Dies ist die Situation, deren Hervorrufung die Vorsteher und Satrapen mit satanischer Scharfsinnigkeit aushecken. Offenbar war es üblich, dass die Verwalter Verordnungen entwarfen, denen der König durch seine Unterschrift Autorität verlieh. Folglich stellen sich diese Männer mit einem Erlass vor den König, dass dreißig Tage lang keine Bitte an irgendeinen Gott oder Menschen außer an den König gestellt werden dürfe, unter der Strafe, in die Löwengrube geworfen zu werden. Drei Dinge kennzeichnen diese Verordnung:
Erstens ist die Verordnung an sich der Höhepunkt der Boshaftigkeit, denn sie ist der schreckliche Versuch, Gott zu entthronen und den Menschen an seine Stelle zu setzen. Sie versucht, den König in eine Stellung absoluter Vorherrschaft über Himmel und Erde zu bringen, über Gott und Menschen, denn während der dreißig Tage sollte keine Bitte an „irgendeine[n] Gott oder Menschen“ gerichtet werden. So groß die Sünde Nebukadnezars auch war, diese war weitaus größer.

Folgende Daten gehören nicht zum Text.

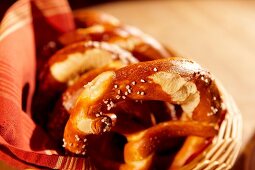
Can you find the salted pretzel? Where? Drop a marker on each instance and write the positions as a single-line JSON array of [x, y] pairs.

Nebukadnezar hatte ein Götzenbild anstelle von Gott errichtet; aber Darius erhebt sich nun selbst auf den Platz Gottes. Es ist die Vergötterung von Menschen.
Zweitens ist der Beweggrund der Verordnung in höchstem Maße bösartig. Indem sie die Aufrichtigkeit Daniels Charakters und seine eigene Treue gegenüber dem Gesetz seines Gottes ausnutzen, erdenken diese Männer absichtlich eine Anordnung, von der sie wissen, dass Daniel sie nicht befolgen wird.
Drittens scheint die Verordnung, die sie formulieren, dem König außerordentlich zu schmeicheln. Sie wird so präsentiert, dass das wahre Motiv sorgsam verschleiert wird, und der König tappt törichterweise in die Falle und unterschreibt die Anordnung.
„Und als Daniel erfuhr, dass die Schrift aufgezeichnet war, ging er in sein Haus. Und er hatte in seinem Obergemach offene Fenster nach Jerusalem hin; und dreimal am Tag kniete er auf seine Knie und betete und lobpries vor seinem Gott, wie er vorher getan hatte“ (6,11).